From the researcher’s perspective, large amounts of data are required for data analysis procedures and creating AIs. This data, if not found online from previous trials, needs to be acquired through clinical trials. Patient recruitment is very difficult for in-person trials. However, many new mobile application technologies have eased the patient recruitment process. As a part of my internship at Jeeva, I am working on developing a mobile application to serve as versatile patient recruitment, engagement, and data sharing platform.
Further, the app will be leveraging phenome and genome data of patients of rare, undiagnosed diseases. The data will be analyzed with a machine learning approach to identify patterns and identifiers associated with the patients’ symptoms.
Enrolling in these studies, enables you to get personalized treatment recommendations and health suggestions along the way, as you contribute to the progress of biomarker and treatment knowledge for rare, undiagnosed diseases!

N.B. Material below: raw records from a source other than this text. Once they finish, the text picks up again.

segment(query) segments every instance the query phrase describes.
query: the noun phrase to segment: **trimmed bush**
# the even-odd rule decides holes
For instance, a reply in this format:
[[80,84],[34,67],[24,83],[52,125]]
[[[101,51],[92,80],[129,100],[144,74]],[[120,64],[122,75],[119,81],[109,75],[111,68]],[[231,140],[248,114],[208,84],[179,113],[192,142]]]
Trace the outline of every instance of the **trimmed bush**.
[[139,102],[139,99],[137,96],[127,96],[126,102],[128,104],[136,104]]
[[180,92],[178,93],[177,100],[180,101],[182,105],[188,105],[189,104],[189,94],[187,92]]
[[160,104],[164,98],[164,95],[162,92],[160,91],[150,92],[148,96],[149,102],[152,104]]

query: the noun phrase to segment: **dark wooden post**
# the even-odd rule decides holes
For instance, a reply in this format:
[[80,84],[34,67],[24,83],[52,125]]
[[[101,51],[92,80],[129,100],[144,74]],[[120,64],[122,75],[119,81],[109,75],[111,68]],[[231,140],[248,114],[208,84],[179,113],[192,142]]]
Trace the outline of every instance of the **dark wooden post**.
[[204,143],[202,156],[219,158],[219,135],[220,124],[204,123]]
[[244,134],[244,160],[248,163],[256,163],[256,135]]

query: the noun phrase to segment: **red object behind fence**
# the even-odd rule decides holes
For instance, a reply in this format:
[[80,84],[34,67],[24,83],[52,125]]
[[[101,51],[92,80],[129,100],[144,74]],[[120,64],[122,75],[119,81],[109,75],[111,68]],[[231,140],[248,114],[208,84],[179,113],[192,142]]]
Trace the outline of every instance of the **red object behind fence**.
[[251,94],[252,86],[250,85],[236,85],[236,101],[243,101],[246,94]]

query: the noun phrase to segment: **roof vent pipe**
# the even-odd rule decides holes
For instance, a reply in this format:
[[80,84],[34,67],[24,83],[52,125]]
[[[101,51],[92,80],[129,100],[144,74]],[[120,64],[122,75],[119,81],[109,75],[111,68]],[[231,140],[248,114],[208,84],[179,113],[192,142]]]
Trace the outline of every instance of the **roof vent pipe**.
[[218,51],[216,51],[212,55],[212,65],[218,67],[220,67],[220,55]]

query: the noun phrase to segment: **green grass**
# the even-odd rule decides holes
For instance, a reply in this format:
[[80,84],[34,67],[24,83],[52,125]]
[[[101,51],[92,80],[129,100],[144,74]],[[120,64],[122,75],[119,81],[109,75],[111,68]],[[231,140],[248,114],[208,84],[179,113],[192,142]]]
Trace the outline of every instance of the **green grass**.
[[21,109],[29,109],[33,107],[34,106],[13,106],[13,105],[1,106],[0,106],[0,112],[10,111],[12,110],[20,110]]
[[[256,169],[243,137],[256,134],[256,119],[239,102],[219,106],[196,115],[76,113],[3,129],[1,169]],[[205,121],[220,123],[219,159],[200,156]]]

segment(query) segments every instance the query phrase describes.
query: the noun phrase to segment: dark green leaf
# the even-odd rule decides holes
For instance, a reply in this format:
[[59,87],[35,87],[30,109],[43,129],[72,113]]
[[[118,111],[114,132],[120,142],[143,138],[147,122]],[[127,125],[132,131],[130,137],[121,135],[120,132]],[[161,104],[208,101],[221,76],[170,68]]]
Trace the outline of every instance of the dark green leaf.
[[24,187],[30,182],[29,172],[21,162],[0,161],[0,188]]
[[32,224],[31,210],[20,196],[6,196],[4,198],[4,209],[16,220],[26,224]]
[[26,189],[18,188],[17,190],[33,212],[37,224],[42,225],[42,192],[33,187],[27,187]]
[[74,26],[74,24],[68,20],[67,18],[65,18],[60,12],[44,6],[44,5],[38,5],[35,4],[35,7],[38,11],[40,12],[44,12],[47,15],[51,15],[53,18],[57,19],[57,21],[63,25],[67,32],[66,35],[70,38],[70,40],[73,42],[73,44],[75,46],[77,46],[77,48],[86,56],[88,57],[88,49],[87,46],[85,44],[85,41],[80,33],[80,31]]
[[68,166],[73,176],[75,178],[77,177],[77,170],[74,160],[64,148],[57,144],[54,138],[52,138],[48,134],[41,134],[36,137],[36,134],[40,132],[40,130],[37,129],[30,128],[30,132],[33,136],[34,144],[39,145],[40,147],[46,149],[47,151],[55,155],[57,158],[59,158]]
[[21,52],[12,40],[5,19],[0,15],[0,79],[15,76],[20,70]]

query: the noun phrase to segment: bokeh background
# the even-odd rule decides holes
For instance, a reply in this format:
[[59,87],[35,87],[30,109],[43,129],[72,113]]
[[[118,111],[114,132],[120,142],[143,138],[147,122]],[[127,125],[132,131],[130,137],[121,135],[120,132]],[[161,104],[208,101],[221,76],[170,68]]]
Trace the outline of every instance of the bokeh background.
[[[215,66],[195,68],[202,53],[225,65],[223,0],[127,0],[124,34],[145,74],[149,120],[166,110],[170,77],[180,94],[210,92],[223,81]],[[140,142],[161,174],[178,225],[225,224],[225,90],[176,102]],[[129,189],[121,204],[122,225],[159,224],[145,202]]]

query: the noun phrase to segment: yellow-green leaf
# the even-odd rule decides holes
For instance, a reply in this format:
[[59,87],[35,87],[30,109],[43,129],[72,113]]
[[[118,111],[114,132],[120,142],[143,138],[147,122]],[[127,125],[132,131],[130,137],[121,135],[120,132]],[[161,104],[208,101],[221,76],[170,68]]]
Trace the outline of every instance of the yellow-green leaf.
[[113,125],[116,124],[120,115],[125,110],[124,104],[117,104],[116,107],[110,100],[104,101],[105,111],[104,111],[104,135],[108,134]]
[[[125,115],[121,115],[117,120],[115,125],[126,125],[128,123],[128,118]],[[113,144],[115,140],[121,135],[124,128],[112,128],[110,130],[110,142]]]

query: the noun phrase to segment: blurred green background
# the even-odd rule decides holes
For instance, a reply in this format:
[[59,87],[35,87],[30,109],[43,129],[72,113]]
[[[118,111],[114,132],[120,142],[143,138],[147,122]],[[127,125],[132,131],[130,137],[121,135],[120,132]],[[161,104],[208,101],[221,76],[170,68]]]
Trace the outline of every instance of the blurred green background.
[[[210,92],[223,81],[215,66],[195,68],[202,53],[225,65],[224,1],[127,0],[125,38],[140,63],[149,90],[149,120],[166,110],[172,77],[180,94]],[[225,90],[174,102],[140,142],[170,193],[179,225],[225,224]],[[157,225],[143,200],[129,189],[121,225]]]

Through the extension and application of biological research, developers are creating computational algorithms for diagnosis. AI offers many integral applications in diagnostic medicine which are unparalleled to its applications in other fields. Using machine learning, we might even be able to diagnose patients suffering from rare, undiagnosed cases. AI will only continue to grow and enable us to reach new milestones in medical technology!